De aquí parte el todo. De una vidala que la determina, tal vez más acabadamente que otras versiones que –paradojas de la vida– trascendieron mejor la prueba de la historia, o las fronteras (“Gracias a la vida”, “Canción con todos”, “Volver a los 17”, “Como un pájaro libre”, “Dueño antiguo de las flechas” o “Cuando tenga la tierra”). La define en sí, al cabo, y conforma un hilo emocional, una estructura de sentimiento que se resignifica en otros momentos clave: la vez que Pablo Milanés, en medio de un recital y sin previo aviso, le hace cantar una versión de “Años”, desde su butaca, en un momento difícil para su vida (había estado un año sin cantar en público); el archivo fotográfico y fílmico que “desclasifica” la familia Pons, responsable de albergarla en París durante el exilio, que la muestra cenando junto a Atahualpa Yupanqui, Astor Piazzolla y Jairo, y, lo que es más, visitando una versión de “Los mareados”, con el acompañamiento estelar del gran Astor en percusión casera; el estallido de Abril en Managua; el recital que dio en el Teatro Opera en febrero de 1982, durante la última dictadura militar; los siete whiskies que se tomaba por noche después del abandono de Oscar Matus; la “patriada” de Jorge Cafrune cuando la presentó en el Cosquín ’65, sabiéndola censurada por la comisión; la carta-amenaza original que le manda la Triple A en 1975; su rechazo a reunirse con Isabel Martínez y la ironía: “Ella debe estar ocupada en asuntos importantes”, o textuales propios, que la vuelven hacia atrás en el vaivén de la vida y a la vez explican su jugado destino: “Nos producía mucha angustia el hambre y verla sufrir a mamá. (Ella) nos llevaba al Parque 9 de Julio, para que no sintiéramos olor a comida, porque nos moríamos de hambre a la noche”.

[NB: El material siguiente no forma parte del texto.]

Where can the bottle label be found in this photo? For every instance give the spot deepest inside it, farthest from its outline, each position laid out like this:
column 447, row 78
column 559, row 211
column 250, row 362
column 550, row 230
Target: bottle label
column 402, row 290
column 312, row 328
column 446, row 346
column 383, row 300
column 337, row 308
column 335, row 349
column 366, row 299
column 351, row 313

Fragmentos que delatan a Mercedes vista por sí misma, a través de sus circunstancias. Tal revelación configura el principal eje narrativo del documental, pero a su vez hay una otredad que la completa. Una apropiación que hace cada quien: León Gieco, cuando dice que ella es como “nuestra Mick Jagger, nuestra Paul McCartney, nuestros Rolling Stones y nuestros Beatles juntos”, o Víctor Heredia, que va al input: “Si hubiera que pintar América, que retratar América, tendría el rostro de Mercedes”. O Chico Buarque, pensándola como un símbolo de libertad. Un universo de testimonios que se extiende a sus hermanos Cacho y Chichi Sosa, cuya charla íntima con Matus en una casa austera de San Miguel de Tucumán –empanadas y vino mediante– ubica a Mercedes en un marco espacial pocas veces visto. Y así, un derrotero de miradas que también contempla las de Teresa Parodi, Pablo Milanés, David Byrne, Milton Nascimento, René Pérez, Isabel Parra, Charly García, Abel Pintos o Julio Bocca, y podría haber contemplado las de Silvio Rodríguez –que sólo aparece en una charla durante el primer viaje de Mercedes a Cuba, en 1974–, Luis Alberto Spinetta o Caetano Veloso.